This data is from the lumber industry, giving the approximate number of board feet of lumber per tree in a forest of a given age. What function will fit the data? Predict the harvest for ages other than those given.
I began this problem by creating a scatter plot of the data in Excel. As the plot shows, the trend is positive and does not appear to be linear:
I then added in the given quadratic trend line. I had tried some others, but this one seems to fit the data best as the line goes through all the data points and the r-squared value is very high. Recall: r-squared is the proportion of the variation in the y-value that is accounted for by the linear relationship of y with x. This means the higher r-squared value, the better the trend line.
To see the other regression lines that were tired, click here.
I will now look at the residuals to see if the regression line is a good choice. A residual is used to find prediction errors in the data. It is the vertical distance between the given point and the regression line. Residuals are equal to the actual value for y minus the predicted value of y. If I have created a good regression line for the data, the residuals should be small and a plot of them should be random. Thus here is my residual plot:
Since my residuals are small and random, I believe I have created a good plot.
Now I can predict the missing 100s board feet values. This is done by using the equation y = 0.011x^2 - 0.6812x + 13.313 and plugging in the given x-value (age of tree).
For example to find the predicted 100s board feet for a 60 year old tree:
y = 0.011(60)2 - 0.6812(60) + 13.313
y = 39.6 – 40.872 + 13.313
y = 12.041
So a 60 year old tree will give about 12,000 board feet.
The end column of the table is then graphed below.

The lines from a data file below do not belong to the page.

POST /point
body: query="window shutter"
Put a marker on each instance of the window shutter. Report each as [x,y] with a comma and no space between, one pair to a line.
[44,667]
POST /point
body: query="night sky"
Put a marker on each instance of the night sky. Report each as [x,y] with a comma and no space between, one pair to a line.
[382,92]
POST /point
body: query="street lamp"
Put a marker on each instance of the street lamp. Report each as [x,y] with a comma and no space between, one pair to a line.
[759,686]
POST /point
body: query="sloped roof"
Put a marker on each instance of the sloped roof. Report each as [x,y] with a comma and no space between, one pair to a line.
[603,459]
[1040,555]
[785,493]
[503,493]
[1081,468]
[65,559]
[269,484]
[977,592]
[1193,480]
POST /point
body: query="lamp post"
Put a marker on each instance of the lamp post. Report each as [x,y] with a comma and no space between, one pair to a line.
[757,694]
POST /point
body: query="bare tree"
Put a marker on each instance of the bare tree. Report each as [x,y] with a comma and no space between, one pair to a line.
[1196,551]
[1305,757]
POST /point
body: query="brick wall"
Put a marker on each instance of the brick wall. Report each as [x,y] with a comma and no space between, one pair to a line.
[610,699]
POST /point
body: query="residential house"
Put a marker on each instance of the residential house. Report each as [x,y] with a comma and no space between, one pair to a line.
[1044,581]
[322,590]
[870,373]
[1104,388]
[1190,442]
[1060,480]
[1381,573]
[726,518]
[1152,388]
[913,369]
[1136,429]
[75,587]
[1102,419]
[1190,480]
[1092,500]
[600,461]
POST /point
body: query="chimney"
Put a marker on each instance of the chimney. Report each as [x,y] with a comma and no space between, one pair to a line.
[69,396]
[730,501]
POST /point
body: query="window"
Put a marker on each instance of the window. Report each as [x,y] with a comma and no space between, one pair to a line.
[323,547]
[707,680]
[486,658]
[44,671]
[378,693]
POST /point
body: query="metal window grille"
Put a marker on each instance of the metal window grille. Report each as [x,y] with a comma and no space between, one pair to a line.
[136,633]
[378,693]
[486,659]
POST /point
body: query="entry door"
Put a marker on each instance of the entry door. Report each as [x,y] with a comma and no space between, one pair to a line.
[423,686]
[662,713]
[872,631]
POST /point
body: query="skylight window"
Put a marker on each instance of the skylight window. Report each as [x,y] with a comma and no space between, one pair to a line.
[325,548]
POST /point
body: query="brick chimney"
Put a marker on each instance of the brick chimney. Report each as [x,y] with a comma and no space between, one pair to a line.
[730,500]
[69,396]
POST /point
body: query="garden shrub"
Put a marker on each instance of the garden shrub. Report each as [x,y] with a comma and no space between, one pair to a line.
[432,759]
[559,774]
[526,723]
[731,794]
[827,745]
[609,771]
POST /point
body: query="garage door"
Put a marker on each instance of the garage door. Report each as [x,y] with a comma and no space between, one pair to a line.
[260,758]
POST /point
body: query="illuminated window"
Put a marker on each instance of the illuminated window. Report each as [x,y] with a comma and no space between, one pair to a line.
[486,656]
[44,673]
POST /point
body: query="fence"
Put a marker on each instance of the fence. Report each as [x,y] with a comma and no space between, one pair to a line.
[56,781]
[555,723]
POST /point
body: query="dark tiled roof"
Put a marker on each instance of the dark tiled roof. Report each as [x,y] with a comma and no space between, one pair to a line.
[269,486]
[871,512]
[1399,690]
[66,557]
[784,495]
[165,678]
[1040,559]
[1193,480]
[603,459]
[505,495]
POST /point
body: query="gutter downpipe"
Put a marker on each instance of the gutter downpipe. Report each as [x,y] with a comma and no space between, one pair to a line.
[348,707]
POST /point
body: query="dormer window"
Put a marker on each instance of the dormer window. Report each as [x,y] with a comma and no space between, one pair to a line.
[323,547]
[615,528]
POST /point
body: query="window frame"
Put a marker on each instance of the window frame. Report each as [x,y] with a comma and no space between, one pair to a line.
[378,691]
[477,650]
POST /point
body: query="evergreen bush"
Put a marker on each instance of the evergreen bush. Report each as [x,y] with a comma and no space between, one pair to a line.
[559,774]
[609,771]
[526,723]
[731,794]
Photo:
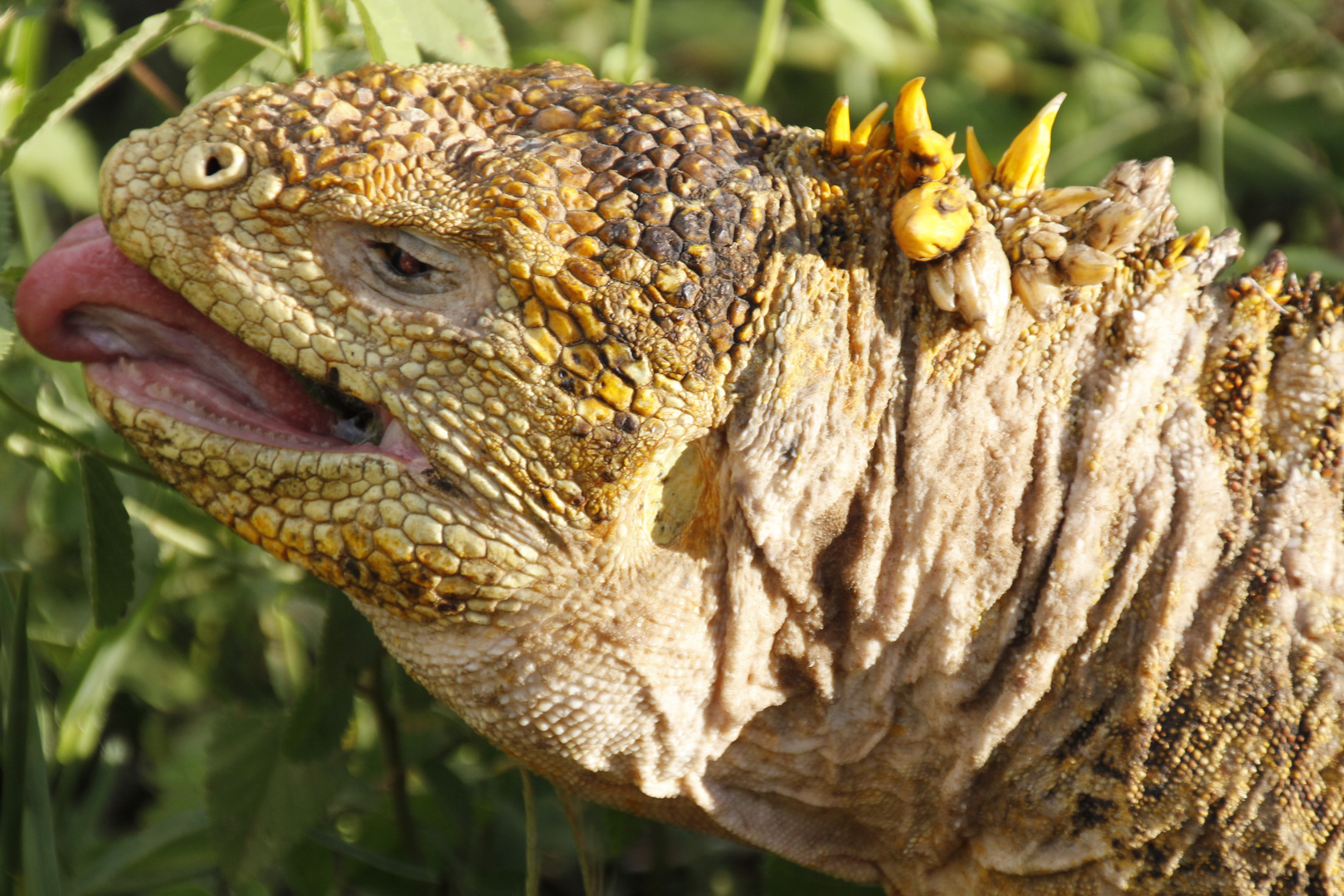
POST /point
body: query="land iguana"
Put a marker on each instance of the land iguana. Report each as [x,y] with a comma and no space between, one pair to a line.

This column contains the actual values that were given for 100s of board feet with the missing values filled in with the predicted values.
I believe that this plot looks very good. Also, the quadratic equation that fits this line is very similar to my initial one. Because of this, I will keep my initial quadratic equation to model the data.
Thus my predicted 100s of board lengths for an age of 60 years is 12, for 140 years is 134, and for 180 years is 247.